Ronnie fröstelte, als er die unheimliche Ansammlung genauer in Augenschien nahm. Es handelte sich ausnahmslos um einfachste Holzsärge, ohne jegliche Art von Verzierungen oder Beschlägen. Und noch etwas fiel im auf. Sie alle waren beängstigend klein.
Kindersärge. Scheiße, das sind Kindersärge.
Übelkeit stieg in ihm auf.
Umgehend verließ er die unheimliche Kammer durch einen Durchbruch auf der dem Eingang genau gegenüberliegenden Seite. Dahinter setzte sich der schmale Gang fort.
Er beschleunigte seine Schritte, blieb aber abrupt stehen, als im Licht der Lampe ein Loch im Boden erschien. Es zog sich beinahe über die komplette Breite des Ganges, nur an den Seiten blieb ein etwa fünfzehn Zentimeter breiter Rand.

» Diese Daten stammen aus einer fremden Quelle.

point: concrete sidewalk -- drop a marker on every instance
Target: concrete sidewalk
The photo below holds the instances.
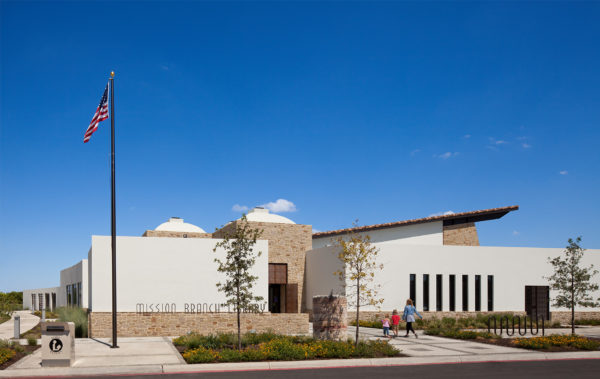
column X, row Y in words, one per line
column 28, row 322
column 155, row 355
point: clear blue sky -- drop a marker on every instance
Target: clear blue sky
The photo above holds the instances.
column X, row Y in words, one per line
column 377, row 112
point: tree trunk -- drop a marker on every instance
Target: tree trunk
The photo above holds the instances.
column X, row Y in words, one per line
column 572, row 305
column 357, row 310
column 239, row 332
column 238, row 317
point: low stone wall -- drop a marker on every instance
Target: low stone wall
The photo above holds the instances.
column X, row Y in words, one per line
column 329, row 317
column 565, row 317
column 132, row 324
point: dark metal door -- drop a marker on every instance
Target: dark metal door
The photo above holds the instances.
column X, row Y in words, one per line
column 537, row 301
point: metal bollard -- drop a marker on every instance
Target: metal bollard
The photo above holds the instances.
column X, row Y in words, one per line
column 17, row 327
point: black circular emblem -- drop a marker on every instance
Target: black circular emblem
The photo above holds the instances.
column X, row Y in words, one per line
column 55, row 345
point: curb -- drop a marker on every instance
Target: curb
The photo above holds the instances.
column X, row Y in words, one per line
column 293, row 365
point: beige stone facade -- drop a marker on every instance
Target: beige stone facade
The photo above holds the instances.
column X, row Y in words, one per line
column 288, row 244
column 132, row 324
column 164, row 233
column 461, row 234
column 330, row 317
column 565, row 317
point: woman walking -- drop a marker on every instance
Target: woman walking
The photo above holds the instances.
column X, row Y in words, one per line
column 386, row 326
column 409, row 317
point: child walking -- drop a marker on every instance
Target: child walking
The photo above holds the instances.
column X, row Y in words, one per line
column 409, row 317
column 386, row 326
column 395, row 322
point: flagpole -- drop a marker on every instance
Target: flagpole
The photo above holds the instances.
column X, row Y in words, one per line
column 113, row 217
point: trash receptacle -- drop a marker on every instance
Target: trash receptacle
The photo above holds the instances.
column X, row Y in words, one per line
column 58, row 344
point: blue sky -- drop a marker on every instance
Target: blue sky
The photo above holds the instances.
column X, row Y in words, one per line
column 371, row 111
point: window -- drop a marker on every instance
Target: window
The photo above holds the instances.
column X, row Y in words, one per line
column 438, row 292
column 478, row 293
column 426, row 292
column 490, row 293
column 277, row 273
column 452, row 287
column 465, row 293
column 413, row 288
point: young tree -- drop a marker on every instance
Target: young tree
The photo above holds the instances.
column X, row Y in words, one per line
column 359, row 258
column 572, row 281
column 239, row 259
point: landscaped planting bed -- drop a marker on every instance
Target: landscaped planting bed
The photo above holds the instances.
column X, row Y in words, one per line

Vorsichtig trat er an das Loch und leuchtete hinein. Der Boden lag gut zwei Meter unter ihm. Auf der etwa zwei Quadratmeter großen Fläche lag ein viereckiges Gestell aus rostigem Metall. Seine Größe entsprach exakt der des Loches und in gleichmäßigen Abständen ragten angespitzte Metallstangen etwa einen halben Meter in die Höhe. Das Konstrukt erinnerte ihn an Fallen, die er vor einigen Monaten in einer Fernsehreportage über den Vietnamkrieg gesehen hatte. Vietkong-Kämpfer hatten dort offene Fallgruben im Dschungel ausgehoben, auf deren Boden sich senkrecht aufgerichtete Bambusspitzen befanden und die nur darauf warteten, dass ein unachtsamer US-Soldat hineinstürzte.
Schockiert betrachtete Ronnie die Grube. Der Schein seiner Lampe erfasste etwas weißes, das zwischen den tödlichen Spitzen lag.
Knochen.
Menschenknochen, wie Ronnie aufgrund des daneben liegenden Schädels vermutete. Aber etwas anderes schockierte ihn noch vielmehr.
Es war eine Puppe, die direkt neben einer winzigen, skelettierten Hand lag. Sie trug ein rosafarbenes Kleid und blickte mit schwarzen Knopfaugen direkt in den Strahl von Ronnies Lampe. Ihr roter Mund schien zu einem stummen Schrei geöffnet und auf ihrer Wange klaffte ein großes Loch. Vermutlich hatte sich eine Maus oder irgendein anderes Ungeziefer in dem weichen Puppenschädel eingenistet.